While Najafi can’t control the weather, he can develop products that will extend the ice cream season. “The beauty of our French business is that it has capabilities other suppliers don’t. In France, everyone buys ice cream logs for Christmas and they can come in all sorts of shapes, such as a bottle of Champagne,” he says. “We brought them into the UK last year and will do the same this year. The key is to have the talent, capability and flexibility. You must be able to develop product and get it out because once January is here Christmas has gone.”

Najafi has had to weather storms of his own since taking charge.

These have included the recall of some products it makes at Northallerton for Tesco, after painkiller tablets were found in two cones last November. He can’t comment on the case - which is still being investigated by police - but says the business has taken steps to prevent such things happening again, including the introduction of cameras to all parts of the production line and a ban on medicines entering the plant.

Evolution not revolution

And last summer, Najafi announced the closure of the Crossgates factory in Leeds - acquired in 1998 when R&R merged with Treats Ice Cream. The 135 staff affected were all offered jobs 40 miles up the road at Leeming Bar.

The announcement came the same week the sale of R&R to PAI Partners completed. Najafi gives the impression it is business as usual despite the change of ownership, a phrase that - to a degree - would also apply to Najafi taking over from Lambert. “I have my way of doing things and James has his, but this has been an evolution rather than a revolution,” he says. “James and I had been discussing me becoming CEO for three years.”

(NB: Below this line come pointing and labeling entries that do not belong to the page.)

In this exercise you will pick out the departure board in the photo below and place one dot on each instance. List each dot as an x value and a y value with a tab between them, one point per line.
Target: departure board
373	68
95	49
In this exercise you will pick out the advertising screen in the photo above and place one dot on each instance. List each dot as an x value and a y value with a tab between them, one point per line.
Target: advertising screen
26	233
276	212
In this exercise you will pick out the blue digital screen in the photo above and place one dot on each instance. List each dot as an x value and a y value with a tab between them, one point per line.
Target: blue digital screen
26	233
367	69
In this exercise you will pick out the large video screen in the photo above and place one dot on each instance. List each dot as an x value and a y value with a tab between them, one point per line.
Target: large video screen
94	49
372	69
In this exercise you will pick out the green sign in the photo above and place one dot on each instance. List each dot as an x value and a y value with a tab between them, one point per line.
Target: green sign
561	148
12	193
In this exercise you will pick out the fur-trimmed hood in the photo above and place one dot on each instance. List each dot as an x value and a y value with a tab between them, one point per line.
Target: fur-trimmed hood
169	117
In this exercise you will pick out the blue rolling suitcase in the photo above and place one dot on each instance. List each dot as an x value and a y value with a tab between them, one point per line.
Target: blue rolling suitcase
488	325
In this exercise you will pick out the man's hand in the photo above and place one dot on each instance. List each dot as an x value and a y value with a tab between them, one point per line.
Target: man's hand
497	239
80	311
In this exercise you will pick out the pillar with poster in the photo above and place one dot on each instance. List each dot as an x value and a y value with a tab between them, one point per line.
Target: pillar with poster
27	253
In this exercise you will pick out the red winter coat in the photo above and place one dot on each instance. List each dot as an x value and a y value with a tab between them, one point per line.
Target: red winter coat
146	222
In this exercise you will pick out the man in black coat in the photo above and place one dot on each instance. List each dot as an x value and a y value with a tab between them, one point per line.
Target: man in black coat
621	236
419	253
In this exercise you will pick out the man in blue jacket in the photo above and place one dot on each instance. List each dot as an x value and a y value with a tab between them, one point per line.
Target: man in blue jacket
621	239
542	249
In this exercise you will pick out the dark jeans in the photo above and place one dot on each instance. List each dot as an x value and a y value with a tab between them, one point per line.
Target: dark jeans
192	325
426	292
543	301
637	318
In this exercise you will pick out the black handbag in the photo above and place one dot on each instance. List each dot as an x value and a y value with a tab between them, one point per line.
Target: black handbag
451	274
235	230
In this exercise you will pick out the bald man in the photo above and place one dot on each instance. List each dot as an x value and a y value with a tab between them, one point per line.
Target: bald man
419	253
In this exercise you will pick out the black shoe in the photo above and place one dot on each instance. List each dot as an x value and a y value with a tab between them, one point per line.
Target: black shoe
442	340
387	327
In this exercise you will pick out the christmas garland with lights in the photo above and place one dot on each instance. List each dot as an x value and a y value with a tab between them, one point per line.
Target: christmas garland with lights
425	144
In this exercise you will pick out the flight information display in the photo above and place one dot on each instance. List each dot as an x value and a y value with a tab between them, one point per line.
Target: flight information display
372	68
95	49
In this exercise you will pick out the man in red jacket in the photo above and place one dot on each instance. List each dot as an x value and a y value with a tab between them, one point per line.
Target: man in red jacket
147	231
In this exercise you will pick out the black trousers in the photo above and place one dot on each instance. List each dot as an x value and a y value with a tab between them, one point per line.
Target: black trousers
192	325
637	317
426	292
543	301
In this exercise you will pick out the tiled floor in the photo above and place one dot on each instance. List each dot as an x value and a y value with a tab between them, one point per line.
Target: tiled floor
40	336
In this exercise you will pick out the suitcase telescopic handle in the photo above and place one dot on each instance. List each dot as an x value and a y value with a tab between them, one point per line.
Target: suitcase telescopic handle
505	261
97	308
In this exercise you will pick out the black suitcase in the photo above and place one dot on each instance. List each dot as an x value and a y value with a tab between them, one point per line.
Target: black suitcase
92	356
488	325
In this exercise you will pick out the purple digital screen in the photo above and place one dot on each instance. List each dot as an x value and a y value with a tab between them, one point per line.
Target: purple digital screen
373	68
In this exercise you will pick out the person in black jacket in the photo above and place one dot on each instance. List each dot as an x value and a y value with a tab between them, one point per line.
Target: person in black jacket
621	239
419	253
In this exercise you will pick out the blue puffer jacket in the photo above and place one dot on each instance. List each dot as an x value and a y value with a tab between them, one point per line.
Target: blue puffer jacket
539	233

Indeed, he says the pair have had a shared vision for the business since they first met in 1998. “We always had the ambition to grow to this scale,” says Najafi.

While expansion into some territories is unlikely (Najafi says China is a big market but will need to develop further before he puts a factory there, for example), he asserts: “M&A is key - it is part of our DNA - and every business is for sale for the right price.”

In short, it is a matter of when, not if, Najafi has to get a bigger map for his wall.